Dutch authorities said today they had found the H5N8 strain of bird flu at a poultry farm in the central Netherlands, the same highly contagious strain as found this month in Germany and which has prompted massive poultry culls in Asia.

Agricultural inspectors set about destroying the 150,000 chickens at the farm in the village of Hekendorp, and banned poultry transport across the whole of the Netherlands.

The H5N8 strain of bird flu was reported in Germany on Nov. 4 on a farm in the northeastern state of Mecklenburg-Vorpommern after it caused widespread destruction in Asia.

The strain has never been detected in humans, but an outbreak in South Korea meant millions of farm birds had to be slaughtered to contain the outbreak. Cases have also been reported in China and Japan, although the strain had not been reported in Europe before the German case.

"It's a highly pathogenic strain for birds," said Dutch economics ministry spokesman Jan van Diepen. "For people it's not that dangerous: you'd only get it if you were in very close contact with the birds."

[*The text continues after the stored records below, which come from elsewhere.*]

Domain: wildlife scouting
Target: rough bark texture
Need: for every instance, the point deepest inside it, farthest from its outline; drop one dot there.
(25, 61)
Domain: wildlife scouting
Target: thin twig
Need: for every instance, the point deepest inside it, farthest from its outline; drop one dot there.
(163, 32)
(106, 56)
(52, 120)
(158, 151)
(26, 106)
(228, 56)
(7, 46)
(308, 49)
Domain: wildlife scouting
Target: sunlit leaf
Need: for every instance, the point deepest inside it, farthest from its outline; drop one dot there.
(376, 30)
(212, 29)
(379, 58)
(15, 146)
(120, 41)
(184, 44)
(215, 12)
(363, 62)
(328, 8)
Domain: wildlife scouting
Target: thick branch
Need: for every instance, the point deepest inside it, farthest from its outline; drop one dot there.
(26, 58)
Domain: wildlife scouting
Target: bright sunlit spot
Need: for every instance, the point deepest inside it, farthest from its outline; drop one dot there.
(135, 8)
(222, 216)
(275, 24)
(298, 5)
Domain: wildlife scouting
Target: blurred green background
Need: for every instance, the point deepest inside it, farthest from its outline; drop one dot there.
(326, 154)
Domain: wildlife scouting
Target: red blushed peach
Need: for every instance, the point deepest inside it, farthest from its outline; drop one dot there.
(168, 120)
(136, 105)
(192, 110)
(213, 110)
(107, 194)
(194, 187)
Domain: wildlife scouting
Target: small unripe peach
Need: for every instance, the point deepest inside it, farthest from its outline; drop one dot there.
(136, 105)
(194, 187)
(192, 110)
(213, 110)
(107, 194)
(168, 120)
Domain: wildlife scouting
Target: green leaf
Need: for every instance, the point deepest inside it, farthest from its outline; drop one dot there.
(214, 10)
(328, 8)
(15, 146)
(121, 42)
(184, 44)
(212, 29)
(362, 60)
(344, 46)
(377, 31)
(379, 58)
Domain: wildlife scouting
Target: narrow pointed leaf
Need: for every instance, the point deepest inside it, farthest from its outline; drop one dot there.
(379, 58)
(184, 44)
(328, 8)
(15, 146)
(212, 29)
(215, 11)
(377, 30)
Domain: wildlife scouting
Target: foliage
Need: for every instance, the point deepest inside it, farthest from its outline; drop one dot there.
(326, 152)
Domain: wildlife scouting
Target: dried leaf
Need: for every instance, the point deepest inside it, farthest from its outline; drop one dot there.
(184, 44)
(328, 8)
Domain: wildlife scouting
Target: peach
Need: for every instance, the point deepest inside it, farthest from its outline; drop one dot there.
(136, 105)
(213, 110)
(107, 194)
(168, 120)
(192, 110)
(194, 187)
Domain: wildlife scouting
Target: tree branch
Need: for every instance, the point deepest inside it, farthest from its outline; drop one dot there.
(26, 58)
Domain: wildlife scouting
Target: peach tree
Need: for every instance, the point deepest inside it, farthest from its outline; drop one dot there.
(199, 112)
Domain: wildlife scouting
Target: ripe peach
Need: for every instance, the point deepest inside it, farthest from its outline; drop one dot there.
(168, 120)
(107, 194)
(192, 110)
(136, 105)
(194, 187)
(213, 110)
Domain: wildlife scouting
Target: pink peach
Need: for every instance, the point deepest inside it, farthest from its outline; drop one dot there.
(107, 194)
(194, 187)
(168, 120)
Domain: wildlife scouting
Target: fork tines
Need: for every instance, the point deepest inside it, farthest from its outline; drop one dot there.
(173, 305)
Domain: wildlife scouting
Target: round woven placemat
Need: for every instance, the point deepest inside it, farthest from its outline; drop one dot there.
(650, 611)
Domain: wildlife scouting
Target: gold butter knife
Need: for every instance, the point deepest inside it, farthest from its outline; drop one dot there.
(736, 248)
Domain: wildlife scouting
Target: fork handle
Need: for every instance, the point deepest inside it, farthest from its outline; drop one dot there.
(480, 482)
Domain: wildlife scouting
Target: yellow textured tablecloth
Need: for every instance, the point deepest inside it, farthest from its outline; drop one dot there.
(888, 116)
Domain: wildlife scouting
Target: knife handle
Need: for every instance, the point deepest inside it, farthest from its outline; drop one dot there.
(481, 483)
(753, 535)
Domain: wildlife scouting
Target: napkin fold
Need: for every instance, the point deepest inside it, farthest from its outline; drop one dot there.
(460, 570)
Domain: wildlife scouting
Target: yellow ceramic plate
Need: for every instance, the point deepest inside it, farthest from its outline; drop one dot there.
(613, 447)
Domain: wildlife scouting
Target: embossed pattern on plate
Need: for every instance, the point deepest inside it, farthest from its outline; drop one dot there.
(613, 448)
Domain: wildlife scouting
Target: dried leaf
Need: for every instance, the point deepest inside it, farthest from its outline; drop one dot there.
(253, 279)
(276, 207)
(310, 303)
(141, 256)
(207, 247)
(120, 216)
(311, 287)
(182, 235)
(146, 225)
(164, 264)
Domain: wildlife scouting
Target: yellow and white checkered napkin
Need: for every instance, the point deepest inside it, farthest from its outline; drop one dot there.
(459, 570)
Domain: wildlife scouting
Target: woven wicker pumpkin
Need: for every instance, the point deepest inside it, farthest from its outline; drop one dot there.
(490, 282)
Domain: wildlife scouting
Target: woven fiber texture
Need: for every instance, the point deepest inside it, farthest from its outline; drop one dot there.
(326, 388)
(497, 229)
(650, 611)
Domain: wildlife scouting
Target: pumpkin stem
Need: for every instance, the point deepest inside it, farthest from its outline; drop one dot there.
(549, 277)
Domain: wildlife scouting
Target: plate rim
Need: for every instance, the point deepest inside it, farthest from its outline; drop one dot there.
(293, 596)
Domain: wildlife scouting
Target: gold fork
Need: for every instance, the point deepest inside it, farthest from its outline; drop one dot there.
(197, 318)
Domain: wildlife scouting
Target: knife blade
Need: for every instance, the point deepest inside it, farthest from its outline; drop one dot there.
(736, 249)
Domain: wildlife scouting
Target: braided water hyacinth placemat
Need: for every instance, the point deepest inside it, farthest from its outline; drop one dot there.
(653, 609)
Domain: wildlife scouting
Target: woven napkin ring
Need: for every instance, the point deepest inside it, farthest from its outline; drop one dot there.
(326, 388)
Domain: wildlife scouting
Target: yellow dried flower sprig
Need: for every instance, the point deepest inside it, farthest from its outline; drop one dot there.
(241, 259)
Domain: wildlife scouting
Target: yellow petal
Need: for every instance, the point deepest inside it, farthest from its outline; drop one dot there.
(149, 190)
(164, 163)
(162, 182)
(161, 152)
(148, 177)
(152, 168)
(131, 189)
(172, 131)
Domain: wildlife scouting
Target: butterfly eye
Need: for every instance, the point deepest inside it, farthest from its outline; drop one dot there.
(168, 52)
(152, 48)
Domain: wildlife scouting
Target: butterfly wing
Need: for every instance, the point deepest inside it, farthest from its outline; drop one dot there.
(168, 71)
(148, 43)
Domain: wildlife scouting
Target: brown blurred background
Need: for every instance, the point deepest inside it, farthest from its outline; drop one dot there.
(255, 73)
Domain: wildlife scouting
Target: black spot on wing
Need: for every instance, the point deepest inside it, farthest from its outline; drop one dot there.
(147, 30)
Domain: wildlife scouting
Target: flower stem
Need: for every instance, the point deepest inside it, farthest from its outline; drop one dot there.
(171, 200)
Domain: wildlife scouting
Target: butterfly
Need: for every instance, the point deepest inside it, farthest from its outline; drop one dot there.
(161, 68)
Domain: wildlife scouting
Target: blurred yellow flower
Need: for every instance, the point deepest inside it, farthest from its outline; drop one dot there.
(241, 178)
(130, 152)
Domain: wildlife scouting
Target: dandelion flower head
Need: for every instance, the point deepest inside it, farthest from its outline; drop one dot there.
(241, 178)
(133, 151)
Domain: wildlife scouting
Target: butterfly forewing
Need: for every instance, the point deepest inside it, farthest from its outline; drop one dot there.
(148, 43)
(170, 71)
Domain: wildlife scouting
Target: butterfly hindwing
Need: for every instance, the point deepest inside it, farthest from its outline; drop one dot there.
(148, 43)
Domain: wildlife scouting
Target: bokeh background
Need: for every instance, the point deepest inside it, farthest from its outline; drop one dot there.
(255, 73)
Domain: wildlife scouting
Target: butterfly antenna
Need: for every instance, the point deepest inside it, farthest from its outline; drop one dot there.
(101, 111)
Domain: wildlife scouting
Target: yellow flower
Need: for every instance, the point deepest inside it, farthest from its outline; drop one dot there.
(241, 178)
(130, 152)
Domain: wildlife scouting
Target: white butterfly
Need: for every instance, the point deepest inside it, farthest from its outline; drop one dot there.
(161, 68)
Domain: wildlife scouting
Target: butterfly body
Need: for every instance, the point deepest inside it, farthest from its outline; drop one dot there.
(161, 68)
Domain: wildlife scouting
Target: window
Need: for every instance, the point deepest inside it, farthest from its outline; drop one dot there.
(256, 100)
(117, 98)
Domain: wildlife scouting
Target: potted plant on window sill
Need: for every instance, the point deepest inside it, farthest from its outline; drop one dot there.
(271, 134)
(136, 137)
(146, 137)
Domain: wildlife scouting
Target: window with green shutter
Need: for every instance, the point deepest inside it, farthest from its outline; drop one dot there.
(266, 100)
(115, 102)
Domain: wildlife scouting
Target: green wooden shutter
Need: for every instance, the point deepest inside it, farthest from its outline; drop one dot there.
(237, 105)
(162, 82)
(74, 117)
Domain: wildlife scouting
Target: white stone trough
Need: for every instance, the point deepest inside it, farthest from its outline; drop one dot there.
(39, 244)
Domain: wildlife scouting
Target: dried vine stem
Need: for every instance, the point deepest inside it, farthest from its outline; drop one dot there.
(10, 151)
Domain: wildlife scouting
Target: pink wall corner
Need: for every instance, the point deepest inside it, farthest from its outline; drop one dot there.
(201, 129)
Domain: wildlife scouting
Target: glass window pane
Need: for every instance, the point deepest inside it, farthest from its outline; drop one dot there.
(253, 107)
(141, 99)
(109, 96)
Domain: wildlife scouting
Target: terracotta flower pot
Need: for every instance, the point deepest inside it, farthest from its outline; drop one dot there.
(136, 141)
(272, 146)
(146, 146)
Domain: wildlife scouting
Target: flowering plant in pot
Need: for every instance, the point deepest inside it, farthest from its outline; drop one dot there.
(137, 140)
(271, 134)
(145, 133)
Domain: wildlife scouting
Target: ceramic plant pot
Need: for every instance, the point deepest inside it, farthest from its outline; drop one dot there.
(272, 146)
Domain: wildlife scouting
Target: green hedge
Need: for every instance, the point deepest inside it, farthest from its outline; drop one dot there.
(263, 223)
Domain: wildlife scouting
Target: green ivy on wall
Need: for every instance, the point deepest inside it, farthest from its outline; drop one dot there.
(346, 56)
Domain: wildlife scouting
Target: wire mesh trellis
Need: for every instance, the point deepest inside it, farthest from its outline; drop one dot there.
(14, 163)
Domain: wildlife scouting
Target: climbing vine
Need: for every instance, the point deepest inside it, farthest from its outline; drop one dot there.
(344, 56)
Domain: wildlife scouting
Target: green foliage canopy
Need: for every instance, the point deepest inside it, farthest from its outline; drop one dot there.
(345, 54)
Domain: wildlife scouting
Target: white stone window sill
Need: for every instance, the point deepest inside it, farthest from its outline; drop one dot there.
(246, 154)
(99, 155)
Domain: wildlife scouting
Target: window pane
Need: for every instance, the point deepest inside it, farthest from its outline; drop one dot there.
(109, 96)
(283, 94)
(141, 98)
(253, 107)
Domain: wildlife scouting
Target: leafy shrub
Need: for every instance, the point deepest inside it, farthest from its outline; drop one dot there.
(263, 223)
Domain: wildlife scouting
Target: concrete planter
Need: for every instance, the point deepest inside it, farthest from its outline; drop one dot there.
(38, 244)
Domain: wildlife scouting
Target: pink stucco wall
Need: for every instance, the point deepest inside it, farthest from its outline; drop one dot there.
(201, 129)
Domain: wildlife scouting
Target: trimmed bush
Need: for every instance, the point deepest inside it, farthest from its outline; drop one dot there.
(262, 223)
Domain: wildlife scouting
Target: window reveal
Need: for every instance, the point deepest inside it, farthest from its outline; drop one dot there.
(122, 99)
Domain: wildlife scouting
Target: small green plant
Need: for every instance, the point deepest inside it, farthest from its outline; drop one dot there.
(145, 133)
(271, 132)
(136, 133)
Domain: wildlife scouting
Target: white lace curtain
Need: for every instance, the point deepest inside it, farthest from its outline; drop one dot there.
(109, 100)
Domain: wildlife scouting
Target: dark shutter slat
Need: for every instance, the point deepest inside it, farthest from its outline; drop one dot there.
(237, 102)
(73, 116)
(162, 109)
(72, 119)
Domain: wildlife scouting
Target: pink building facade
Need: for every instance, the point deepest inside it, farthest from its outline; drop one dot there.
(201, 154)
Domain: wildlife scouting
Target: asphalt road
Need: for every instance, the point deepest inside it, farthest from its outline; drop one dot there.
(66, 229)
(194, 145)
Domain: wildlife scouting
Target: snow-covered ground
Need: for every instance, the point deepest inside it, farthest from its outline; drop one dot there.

The farm at Hekendorp sold eggs rather than poultry, another spokesman said.

Produce from the farm was sold primarily in the Netherlands, the farm's owner Piet Wiltenburg said, with some also exported to Germany. "There is absolutely nothing wrong with that produce," he told Reuters.

Some 10,000 chickens were destroyed in March after bird flu was found at a farm in the eastern Dutch province of Gelderland, but the country has not had cases of any of the highly contagious H5 or H7 strains of bird flu in the past 10 years, according to data from the World Organisation for Animal Health.

Earlier outbreaks in Europe and Asia have infected humans, prompting fears of a bird flu epidemic.

Authorities on Sunday morning imposed a 72-hour ban on transporting all poultry products, including birds, eggs, dung and used straw to and from poultry farms throughout the country. They also imposed a countrywide ban on all kinds of hunting.

The ban will remain in force for 30 days for the 16 poultry farms within a 10 kilometre radius of the site of the outbreak, and all of them will be subject to enhanced security measures for visitors and regularly checked for signs of bird flu.

In September, Russia reported the first cases of H5N1, another dangerous strain, in nearly two years.